In what appeared to be a response to the incident at the Millwall-Derby game, the English Football Association said it “supports all players and staff that wish to take a stand against discrimination in a respectful manner, which includes taking of the knee.”
It “strongly condemns the behaviors of any spectators that actively voice their opposition to such activities,” the FA said.
Derby forward Colin Kazim-Richards, who is Black, described the booing as an “absolute disgrace” in a tweet after the match where he expressed pride in taking a stand against racism.
“Having to say this is a pain,” Kazim-Richards said, “but I’ll say it every single damn time this is why I STAND and STAND PROUD and I have to say every single person involved with (Derby) did too.”
He added that it “made me proud to wear this shirt with the boys today!!!”
The English Football League, which runs the three divisions below the Premier League including the Championship, said it would continue to support clubs and players who wish to take a knee.
“We are disappointed that a small group of supporters have today chosen to voice their opposition to such activities directly aimed at raising awareness of the fight against racism,” the EFL said.
“Discrimination in any form is not welcome and we remain committed to working with our clubs, including Millwall, who undertake a significant amount of work on equality and inclusion initiatives, as we continue with our collective objective to eradicate all types of prejudiced behavior, ensuring the EFL is an inclusive and diverse environment for all.”

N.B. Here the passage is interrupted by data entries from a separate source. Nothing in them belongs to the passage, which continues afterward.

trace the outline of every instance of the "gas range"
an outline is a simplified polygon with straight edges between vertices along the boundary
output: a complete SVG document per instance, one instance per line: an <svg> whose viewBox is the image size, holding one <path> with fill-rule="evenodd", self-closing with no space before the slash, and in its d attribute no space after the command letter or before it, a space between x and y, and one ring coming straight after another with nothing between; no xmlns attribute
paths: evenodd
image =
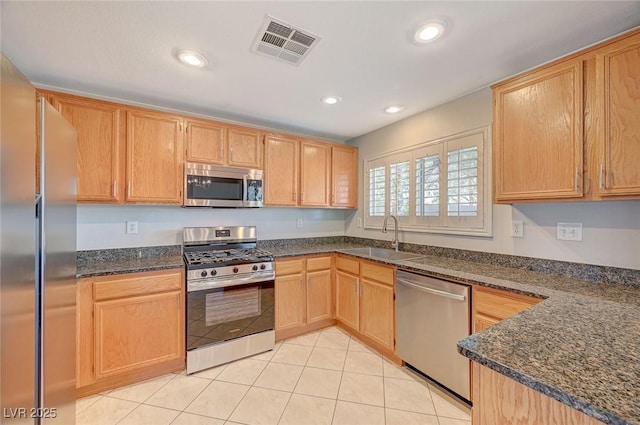
<svg viewBox="0 0 640 425"><path fill-rule="evenodd" d="M187 373L271 350L275 271L256 228L187 227Z"/></svg>
<svg viewBox="0 0 640 425"><path fill-rule="evenodd" d="M273 279L273 255L256 242L254 226L186 227L187 291Z"/></svg>

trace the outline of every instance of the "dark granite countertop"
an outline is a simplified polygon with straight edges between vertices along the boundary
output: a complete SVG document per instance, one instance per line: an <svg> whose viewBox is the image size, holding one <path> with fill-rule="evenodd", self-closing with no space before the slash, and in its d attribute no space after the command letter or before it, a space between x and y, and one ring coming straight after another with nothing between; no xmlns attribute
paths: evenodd
<svg viewBox="0 0 640 425"><path fill-rule="evenodd" d="M78 278L184 267L179 245L79 251L77 257Z"/></svg>
<svg viewBox="0 0 640 425"><path fill-rule="evenodd" d="M345 252L388 242L357 238L259 241L276 258ZM178 247L78 255L78 276L182 267ZM388 261L428 274L544 299L458 343L482 365L608 424L640 425L640 271L422 246ZM456 252L454 252L456 251ZM433 255L436 254L436 255ZM616 283L617 282L617 283Z"/></svg>

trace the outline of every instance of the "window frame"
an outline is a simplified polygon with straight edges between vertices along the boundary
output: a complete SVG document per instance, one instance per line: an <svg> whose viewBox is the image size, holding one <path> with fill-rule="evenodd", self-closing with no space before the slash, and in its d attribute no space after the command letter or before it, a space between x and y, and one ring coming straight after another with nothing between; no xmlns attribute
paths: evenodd
<svg viewBox="0 0 640 425"><path fill-rule="evenodd" d="M385 152L364 160L364 222L367 229L381 229L384 217L390 214L390 165L409 159L409 215L398 217L399 228L403 231L419 233L440 233L451 235L470 235L491 237L492 198L491 198L491 126L452 134L435 140L419 143L403 149ZM478 214L477 216L449 216L447 160L450 151L476 146L478 148ZM417 215L417 174L416 160L437 154L439 156L439 215ZM384 216L369 215L369 171L375 167L385 167Z"/></svg>

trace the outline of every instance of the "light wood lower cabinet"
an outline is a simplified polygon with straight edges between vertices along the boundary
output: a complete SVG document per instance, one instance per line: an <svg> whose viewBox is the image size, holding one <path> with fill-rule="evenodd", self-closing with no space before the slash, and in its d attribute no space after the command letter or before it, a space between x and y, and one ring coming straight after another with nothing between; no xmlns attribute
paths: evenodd
<svg viewBox="0 0 640 425"><path fill-rule="evenodd" d="M81 279L77 395L184 368L184 271Z"/></svg>
<svg viewBox="0 0 640 425"><path fill-rule="evenodd" d="M277 341L334 324L333 255L276 260L275 299Z"/></svg>
<svg viewBox="0 0 640 425"><path fill-rule="evenodd" d="M478 363L473 377L473 425L602 424Z"/></svg>
<svg viewBox="0 0 640 425"><path fill-rule="evenodd" d="M357 275L336 270L336 319L355 330L360 328L359 281Z"/></svg>
<svg viewBox="0 0 640 425"><path fill-rule="evenodd" d="M395 267L336 257L336 319L368 345L395 355Z"/></svg>
<svg viewBox="0 0 640 425"><path fill-rule="evenodd" d="M473 288L473 332L480 332L542 301L527 295L475 286Z"/></svg>

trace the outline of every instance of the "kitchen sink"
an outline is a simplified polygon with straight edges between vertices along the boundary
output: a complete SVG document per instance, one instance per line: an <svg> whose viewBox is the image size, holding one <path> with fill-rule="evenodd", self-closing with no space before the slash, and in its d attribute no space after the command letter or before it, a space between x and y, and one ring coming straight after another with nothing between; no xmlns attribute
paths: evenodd
<svg viewBox="0 0 640 425"><path fill-rule="evenodd" d="M393 249L374 247L343 249L342 252L345 254L379 258L382 260L409 260L412 258L424 257L423 254L416 254L414 252L402 252L394 251Z"/></svg>

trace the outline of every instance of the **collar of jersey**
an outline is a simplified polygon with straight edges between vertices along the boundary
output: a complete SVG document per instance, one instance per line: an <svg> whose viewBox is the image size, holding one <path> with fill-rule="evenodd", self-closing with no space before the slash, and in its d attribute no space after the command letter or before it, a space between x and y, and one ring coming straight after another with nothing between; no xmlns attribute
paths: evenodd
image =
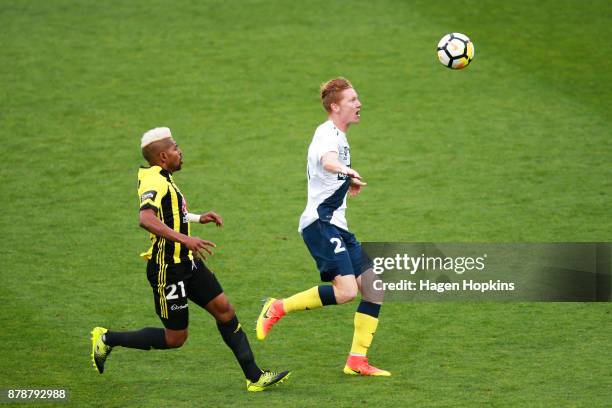
<svg viewBox="0 0 612 408"><path fill-rule="evenodd" d="M140 166L141 169L151 169L154 171L159 171L159 174L161 174L162 176L170 176L172 175L172 173L170 173L168 170L162 169L161 166ZM159 169L159 170L156 170Z"/></svg>
<svg viewBox="0 0 612 408"><path fill-rule="evenodd" d="M346 136L346 133L344 133L343 131L341 131L340 129L338 129L338 126L336 126L336 124L334 123L334 121L333 121L333 120L331 120L331 119L327 119L327 121L331 123L332 127L333 127L333 128L334 128L334 130L337 132L337 134L340 134L340 135L345 135L345 136Z"/></svg>

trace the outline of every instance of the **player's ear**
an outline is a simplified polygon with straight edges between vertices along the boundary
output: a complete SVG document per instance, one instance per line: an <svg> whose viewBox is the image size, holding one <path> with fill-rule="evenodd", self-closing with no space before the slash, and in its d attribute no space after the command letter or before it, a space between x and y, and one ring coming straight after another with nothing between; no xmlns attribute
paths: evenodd
<svg viewBox="0 0 612 408"><path fill-rule="evenodd" d="M338 111L340 110L340 105L338 105L335 102L332 102L329 107L331 108L332 112L336 112L338 113Z"/></svg>
<svg viewBox="0 0 612 408"><path fill-rule="evenodd" d="M159 152L159 161L165 163L168 160L168 153L165 150Z"/></svg>

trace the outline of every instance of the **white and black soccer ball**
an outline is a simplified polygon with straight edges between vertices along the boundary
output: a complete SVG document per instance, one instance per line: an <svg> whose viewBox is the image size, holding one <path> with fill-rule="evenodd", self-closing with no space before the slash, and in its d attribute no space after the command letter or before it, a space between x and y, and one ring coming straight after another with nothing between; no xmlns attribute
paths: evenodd
<svg viewBox="0 0 612 408"><path fill-rule="evenodd" d="M438 59L447 68L463 69L473 58L474 44L465 34L446 34L438 43Z"/></svg>

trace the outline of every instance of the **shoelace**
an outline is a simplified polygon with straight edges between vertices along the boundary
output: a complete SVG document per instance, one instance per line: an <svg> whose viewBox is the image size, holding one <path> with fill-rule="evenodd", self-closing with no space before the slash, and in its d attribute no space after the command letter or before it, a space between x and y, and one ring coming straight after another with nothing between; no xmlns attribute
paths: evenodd
<svg viewBox="0 0 612 408"><path fill-rule="evenodd" d="M276 377L278 373L276 371L264 370L264 372L261 373L261 375L264 377L264 381L268 382L272 380L274 377Z"/></svg>

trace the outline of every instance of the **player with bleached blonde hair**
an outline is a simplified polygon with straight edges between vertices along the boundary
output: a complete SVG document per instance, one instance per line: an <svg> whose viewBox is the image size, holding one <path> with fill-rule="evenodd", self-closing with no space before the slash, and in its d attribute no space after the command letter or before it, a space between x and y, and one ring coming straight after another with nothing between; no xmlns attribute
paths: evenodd
<svg viewBox="0 0 612 408"><path fill-rule="evenodd" d="M190 223L223 225L217 213L193 214L173 174L183 166L183 152L170 129L158 127L141 139L141 151L149 166L138 171L140 226L150 233L151 247L141 254L147 261L147 278L153 290L155 312L163 324L133 331L94 327L91 357L102 374L115 347L166 350L183 346L189 326L189 304L210 313L225 344L240 365L248 391L263 391L280 384L289 371L261 370L236 311L221 284L204 263L215 244L192 236Z"/></svg>

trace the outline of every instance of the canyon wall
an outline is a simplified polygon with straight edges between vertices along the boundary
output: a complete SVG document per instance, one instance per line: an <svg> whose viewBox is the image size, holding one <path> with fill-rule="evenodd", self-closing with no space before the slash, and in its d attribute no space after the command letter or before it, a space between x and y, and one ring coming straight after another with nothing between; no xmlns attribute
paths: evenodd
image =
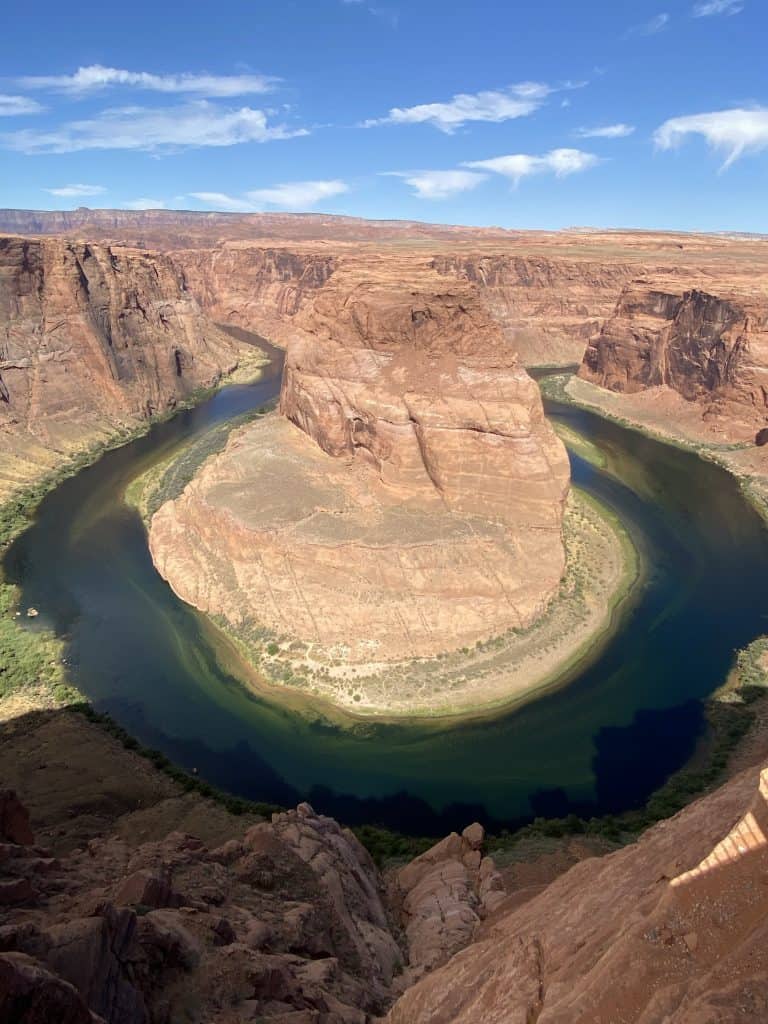
<svg viewBox="0 0 768 1024"><path fill-rule="evenodd" d="M336 270L339 257L311 249L227 242L172 254L185 286L218 323L287 344L291 321Z"/></svg>
<svg viewBox="0 0 768 1024"><path fill-rule="evenodd" d="M237 365L166 256L0 237L0 488Z"/></svg>
<svg viewBox="0 0 768 1024"><path fill-rule="evenodd" d="M579 363L622 288L643 271L630 261L561 258L554 248L546 256L477 251L433 256L415 247L372 252L337 243L329 251L327 245L311 243L288 248L231 241L172 255L214 319L269 332L284 343L294 327L311 330L315 313L319 321L327 316L314 299L339 270L349 285L349 301L366 282L374 288L399 283L438 294L456 289L473 297L483 319L501 328L509 347L529 366ZM339 289L331 291L338 303ZM306 317L294 321L303 309Z"/></svg>
<svg viewBox="0 0 768 1024"><path fill-rule="evenodd" d="M475 286L527 366L579 363L616 296L641 268L533 255L436 256L439 274Z"/></svg>
<svg viewBox="0 0 768 1024"><path fill-rule="evenodd" d="M669 388L747 432L768 420L768 299L759 291L638 281L589 345L579 375L633 394Z"/></svg>

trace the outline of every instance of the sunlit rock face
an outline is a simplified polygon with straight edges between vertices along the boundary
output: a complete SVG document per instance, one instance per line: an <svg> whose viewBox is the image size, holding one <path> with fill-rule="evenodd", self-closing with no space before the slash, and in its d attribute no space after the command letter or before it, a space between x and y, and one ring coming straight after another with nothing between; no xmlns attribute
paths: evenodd
<svg viewBox="0 0 768 1024"><path fill-rule="evenodd" d="M237 361L167 256L0 237L0 491L25 463L171 409Z"/></svg>
<svg viewBox="0 0 768 1024"><path fill-rule="evenodd" d="M613 391L668 387L708 417L768 417L768 301L728 286L659 279L621 294L588 347L580 376Z"/></svg>
<svg viewBox="0 0 768 1024"><path fill-rule="evenodd" d="M317 290L281 420L234 437L151 530L186 600L358 665L525 627L564 568L568 461L538 388L470 287L391 269Z"/></svg>
<svg viewBox="0 0 768 1024"><path fill-rule="evenodd" d="M765 768L744 772L522 906L500 899L387 1024L766 1019L767 797Z"/></svg>

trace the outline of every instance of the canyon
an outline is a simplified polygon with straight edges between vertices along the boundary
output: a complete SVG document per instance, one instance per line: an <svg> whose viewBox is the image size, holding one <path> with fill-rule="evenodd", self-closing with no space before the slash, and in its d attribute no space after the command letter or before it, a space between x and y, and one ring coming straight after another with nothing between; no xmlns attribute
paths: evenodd
<svg viewBox="0 0 768 1024"><path fill-rule="evenodd" d="M0 496L172 411L243 357L167 256L0 237Z"/></svg>
<svg viewBox="0 0 768 1024"><path fill-rule="evenodd" d="M345 660L351 701L382 647L525 629L561 585L567 459L526 366L581 363L573 400L768 479L760 239L119 211L0 230L3 497L248 363L224 326L285 347L279 415L233 430L150 542L185 600ZM763 734L680 814L607 855L578 837L526 885L471 819L382 869L309 804L232 815L81 715L5 703L0 1020L768 1013Z"/></svg>

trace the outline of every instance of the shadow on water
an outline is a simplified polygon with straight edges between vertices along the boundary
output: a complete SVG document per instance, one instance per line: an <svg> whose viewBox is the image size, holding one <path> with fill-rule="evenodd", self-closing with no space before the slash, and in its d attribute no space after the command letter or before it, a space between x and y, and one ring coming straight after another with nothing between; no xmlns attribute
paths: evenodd
<svg viewBox="0 0 768 1024"><path fill-rule="evenodd" d="M574 481L616 512L647 567L620 631L566 687L514 712L345 721L300 693L242 686L231 649L158 576L122 501L175 448L273 399L273 355L258 384L224 389L65 481L9 549L6 575L40 609L36 624L67 638L78 687L143 744L215 785L275 803L309 799L351 824L440 834L474 818L501 827L642 804L690 756L701 701L734 651L766 631L768 534L736 482L690 453L548 402L550 416L605 454L601 470L572 456Z"/></svg>

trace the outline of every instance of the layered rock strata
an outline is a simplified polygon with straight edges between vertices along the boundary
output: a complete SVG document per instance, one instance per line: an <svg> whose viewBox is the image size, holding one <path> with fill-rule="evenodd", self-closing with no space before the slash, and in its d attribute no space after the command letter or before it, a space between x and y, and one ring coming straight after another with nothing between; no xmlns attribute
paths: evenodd
<svg viewBox="0 0 768 1024"><path fill-rule="evenodd" d="M185 600L369 667L542 613L565 450L472 291L415 284L337 271L297 315L284 420L237 434L153 519Z"/></svg>
<svg viewBox="0 0 768 1024"><path fill-rule="evenodd" d="M0 483L173 408L240 351L167 256L0 237Z"/></svg>
<svg viewBox="0 0 768 1024"><path fill-rule="evenodd" d="M759 291L637 282L589 345L580 376L633 394L671 389L747 434L768 419L768 300Z"/></svg>

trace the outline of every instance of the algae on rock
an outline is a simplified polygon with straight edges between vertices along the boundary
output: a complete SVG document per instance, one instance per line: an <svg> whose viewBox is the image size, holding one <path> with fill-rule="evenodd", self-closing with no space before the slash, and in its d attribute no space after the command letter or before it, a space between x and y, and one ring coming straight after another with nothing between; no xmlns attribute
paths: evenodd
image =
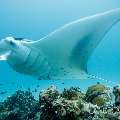
<svg viewBox="0 0 120 120"><path fill-rule="evenodd" d="M98 106L110 104L111 100L112 92L110 88L100 83L90 86L86 92L86 101Z"/></svg>

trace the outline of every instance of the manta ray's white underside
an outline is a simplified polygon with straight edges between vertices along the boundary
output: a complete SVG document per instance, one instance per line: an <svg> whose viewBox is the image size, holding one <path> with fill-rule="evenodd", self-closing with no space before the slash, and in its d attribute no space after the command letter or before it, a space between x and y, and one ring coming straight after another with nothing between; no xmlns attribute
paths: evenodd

The topic of Millwall’s players taking a knee was discussed on a fans’ forum this week. The first-team squad released a statement on the club’s official website on Friday, saying the players were “fully supportive of the entire football family’s efforts in ridding the sport, and society generally, of all forms of discrimination.”
“It is our duty as players to reinforce the positive messaging and action of clubs, community trusts, charities and governing bodies, and we do so with great pride and knowledge that so much good work is being done up and down the country,” it read. “The gesture of ‘taking the knee’ before matches provides an opportunity for us to do exactly that and continues to allow all those playing to publicly showcase their support — on behalf of the whole squad — for the fight against discrimination.”
It added that the gesture of taking a knee is, in the club’s view, “in no way representative of any agreement with political messaging or ideology.”
“It is purely about tackling discrimination, as has been the case throughout,” the statement read.
Millwall, a club from east London, was renowned for its struggle with hooliganism in the 1970s and ’80s.
At a game played later Saturday in the Premier League, many Chelsea’s fans applauded as players from their team and visiting Leeds took a knee before the match started.